Sure, you could spam them, but that's not a special property of Apple IDs. Apple certainly shouldn't be leaking emails, but describing this as "leaking Apple IDs" instead of "leaking emails" makes it sound like it's more serious than it is.
The only one I could find provided from Apple applies to 10.6 Snow Leopard. Strange there isn't a similar security guide for Mac OS like they have for iOS.
I suggest you read the Android Security 2016 Year in Review before posting any further links to blog sites whose primary goal is to post scaremongering articles for click bait. According to Adrian Ludwig there has not been one known successful StageFright exploit in the wild.
Anyone who knows how to use a smartphone properly simply won't have security problems to deal with.
What difference does any of this make with iOS when we all know the US Gov't can simply access backdoors whenever they please? Don't fall for this security meme.
What does any of this matter when iCloud is a hacker's dream??
And I didn't ask if HN readers' phones CAN be hacked, I simply asked if they WERE asked. F off Elitist troll.
"There have not been any breaches in any of Apple’s systems including iCloud and Apple ID," the spokesperson said. "The alleged list of email addresses and passwords appears to have been obtained from previously compromised third-party services."
> Securely erasing saved keys is just as important as generating them. It’s especially challenging to do so on flash storage, where wear-leveling might mean multiple copies of data need to be erased.

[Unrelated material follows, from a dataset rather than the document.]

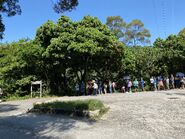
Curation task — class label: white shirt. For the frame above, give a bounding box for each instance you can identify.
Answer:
[93,83,98,89]
[150,78,154,84]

To address this issue, iOS devices include a feature dedicated to secure data erasure called Effaceable Storage. This feature accesses the underlying storage technology (for example, NAND) to directly address and erase a small number of blocks at a very low level.
I guess that means separate storage, as the main storage in recent iPhones is an NVMe SSD and not raw NAND attached to the processor.
BTW, is there a good / easy way to connect raw NAND to a normal desktop PC?